A Phase II, Single-Blind, Placebo-Controlled, Sequential Treatment, Multiple Ascending Dose Study to Evaluate the Safety and Tolerability of CPC-201 in Patients With Alzheimer's Disease Type Dementia

Clinical Trial Details — Status: Completed

Administrative data

• NCT number: NCT02185053
• Other study ID #: CPC-001-07
• Status: Completed
• Phase: Phase 2
• Start date: July 31, 2014
• Est. completion date: July 31, 2016

Study information

• Verified date: October 2018
• Source: Chase Pharmaceuticals Corporation, an affiliate of Allergan plc
• Contact: n/a
• Is FDA regulated: No
• Study type: Interventional

Clinical Trial Summary

This is a Phase II, Single-Blind, Placebo-Controlled, Sequential Treatment, Multiple Ascending Dose Study to Evaluate the Safety and Tolerability of CPC-201 in Patients with Alzheimer's Disease Type Dementia.
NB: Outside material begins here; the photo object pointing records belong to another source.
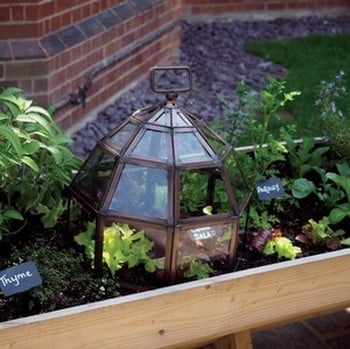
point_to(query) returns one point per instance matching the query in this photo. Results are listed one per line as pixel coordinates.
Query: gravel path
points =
(214, 52)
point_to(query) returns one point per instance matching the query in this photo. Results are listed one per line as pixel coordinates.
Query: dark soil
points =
(213, 50)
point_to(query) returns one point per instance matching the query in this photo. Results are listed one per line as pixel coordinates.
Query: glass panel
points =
(142, 191)
(94, 176)
(153, 145)
(189, 148)
(202, 192)
(161, 118)
(204, 244)
(179, 119)
(216, 143)
(120, 138)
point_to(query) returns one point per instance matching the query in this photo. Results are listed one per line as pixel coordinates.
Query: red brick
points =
(5, 14)
(17, 13)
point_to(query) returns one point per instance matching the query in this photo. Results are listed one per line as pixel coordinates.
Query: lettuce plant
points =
(122, 246)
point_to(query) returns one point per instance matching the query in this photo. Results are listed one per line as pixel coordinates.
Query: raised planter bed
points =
(195, 313)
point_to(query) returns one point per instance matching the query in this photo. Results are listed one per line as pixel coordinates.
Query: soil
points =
(213, 50)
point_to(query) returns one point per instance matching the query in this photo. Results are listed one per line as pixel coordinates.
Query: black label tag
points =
(203, 233)
(270, 188)
(19, 278)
Recruitment information / eligibility

• Status: Completed
• Enrollment: 41
• Est. completion date: July 31, 2016
• Est. primary completion date: July 31, 2016
• Accepts healthy volunteers: No
• Gender: All
• Age group: 50 Years to 79 Years

Eligibility

Inclusion Criteria:

• Aged 50 - 79 years inclusive.

• Meeting the diagnosis of probable Alzheimer's Disease

• Of moderate severity (Mini-Mental Status Exam [MMSE] score 10 - 20 inclusive).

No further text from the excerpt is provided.